These results identified that the addition of ADT to external beam radiation increased PSA-recurrence-free survival as well as distant metastasis-free survival even in the dose-escalation setting. Even though patients who received ADT were more likely to have higher pretreatment PSAs and higher Gleason scores, known adverse prognostic factors, these patients had reduced biological failures and distant metastasis compared with those who did not receive ADT. When controlling for the imbalances in prognostic factors using Cox and propensity score analyses, ADT seemed to decrease the risk of biochemical failures by 67.5% and a 21.9% reduction in distant metastasis. In addition, a 38.1% reduction in PSA recurrence was seen in patients who received greater than 24 months of ADT compared with those who received less than 24 months.

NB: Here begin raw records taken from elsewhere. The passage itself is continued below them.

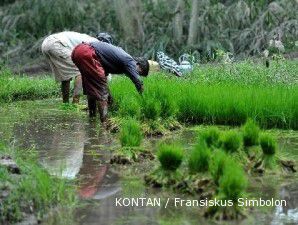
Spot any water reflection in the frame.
[0,102,298,225]
[271,183,298,225]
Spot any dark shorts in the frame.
[71,43,109,101]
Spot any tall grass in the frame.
[0,143,76,223]
[111,61,298,129]
[120,118,143,147]
[0,70,60,102]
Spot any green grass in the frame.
[200,127,220,147]
[157,143,183,171]
[242,118,260,147]
[111,61,298,129]
[220,130,242,153]
[219,160,248,202]
[120,118,143,147]
[0,142,77,223]
[188,140,211,173]
[0,61,298,129]
[210,149,229,185]
[0,70,60,102]
[260,133,277,156]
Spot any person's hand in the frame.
[138,85,144,95]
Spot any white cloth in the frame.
[41,31,97,81]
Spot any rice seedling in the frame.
[0,70,60,102]
[210,149,229,185]
[260,133,277,156]
[0,142,77,223]
[242,119,260,147]
[188,140,211,173]
[157,143,184,171]
[260,133,277,169]
[118,97,141,119]
[120,118,143,148]
[200,127,220,147]
[141,95,161,120]
[220,130,242,153]
[219,160,247,205]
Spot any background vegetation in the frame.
[0,0,298,66]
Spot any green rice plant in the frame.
[0,70,60,102]
[157,143,183,171]
[242,119,260,147]
[141,95,161,120]
[120,118,143,147]
[220,130,242,153]
[210,149,230,185]
[260,133,277,156]
[188,140,211,173]
[158,87,178,119]
[200,127,220,147]
[260,133,277,169]
[219,160,247,202]
[119,97,141,119]
[0,142,77,224]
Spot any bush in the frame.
[157,144,183,171]
[188,140,211,173]
[120,118,143,147]
[201,127,220,147]
[260,133,277,155]
[219,160,247,202]
[210,149,229,185]
[242,119,260,147]
[220,130,241,152]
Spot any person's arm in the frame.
[126,60,144,94]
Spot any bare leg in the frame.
[72,75,82,104]
[98,101,108,124]
[87,95,96,117]
[61,80,70,103]
[108,90,114,107]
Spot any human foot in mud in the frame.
[0,155,21,174]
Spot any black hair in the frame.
[133,57,149,77]
[96,32,114,44]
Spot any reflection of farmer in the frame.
[41,31,110,103]
[72,41,149,123]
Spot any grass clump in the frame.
[210,149,229,185]
[0,70,60,102]
[119,97,141,119]
[260,133,277,169]
[201,127,220,147]
[260,133,277,156]
[188,140,211,173]
[220,130,242,153]
[120,118,143,147]
[242,119,260,147]
[157,144,183,171]
[0,144,77,224]
[219,160,247,202]
[141,96,161,120]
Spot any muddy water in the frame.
[0,101,298,225]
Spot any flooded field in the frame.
[0,100,298,225]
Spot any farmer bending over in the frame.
[41,31,112,103]
[72,41,149,123]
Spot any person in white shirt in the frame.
[41,31,112,103]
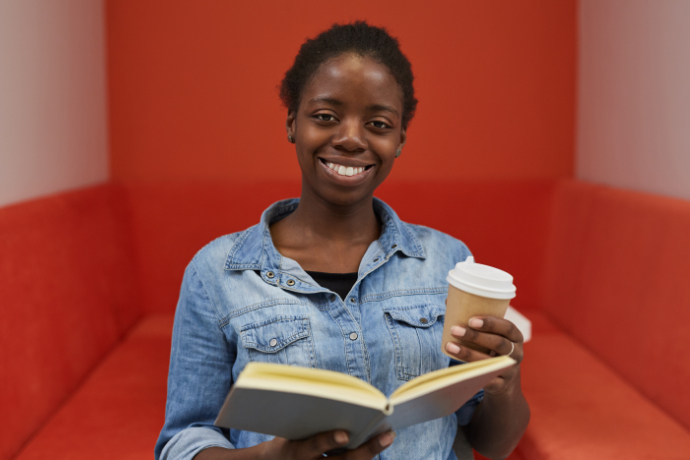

A number of trials evaluated the benefits of combining radiation and ADT in high-risk patients, which led to a standard of care of around 24 months of ADT for high-risk patients treated with EBRT. Pilepich et al. (2005; RTOG 85-31) evaluated high-risk PCa patients treated with 65 Gy to 70 Gy of radiation  ± indefinite ADT, and found a reduction in local failures at 10 years (23% vs. 38%) as well as an overall survival benefit to adding ADT (Pilepich et al., 2005). In the RTOG 86-10 study, 65 Gy to 70 Gy of radiation was given to patients with bulky disease, ± short-term (4 months) ADT and improvements in biochemical control (65% vs. 80%) were seen on the ADT arm (Roach et al., 2008). The EORTC 22863 trial evaluated high-risk patients ± 3 years of ADT given with 70 Gy of radiation, and reported that the combined arm also revealed an improvement in disease-free survival (47.7% vs. 22.7%; Bolla et al., 2010). High-risk patients in RTOG 94-08 study, which randomized patients to radiation ± 4 months of ADT, reported an improvement in biochemical failure with ADT (28% vs. 47%) at 10 years (Jones et al., 2011). D’Amico et al. (2007) evaluated intermediate and high-risk patients who received 70 Gy ± 6 months of ADT and realized that ADT resulted in a reduction in PSA recurrence (19% vs. 54%). A large series of studies were conducted as part of the Early PCa Trialists’ Group, and the 7-year update indicated that patients with locally advanced cancers had a 59% improvement in PSA progression-free survival (See & Tyrrell, 2006).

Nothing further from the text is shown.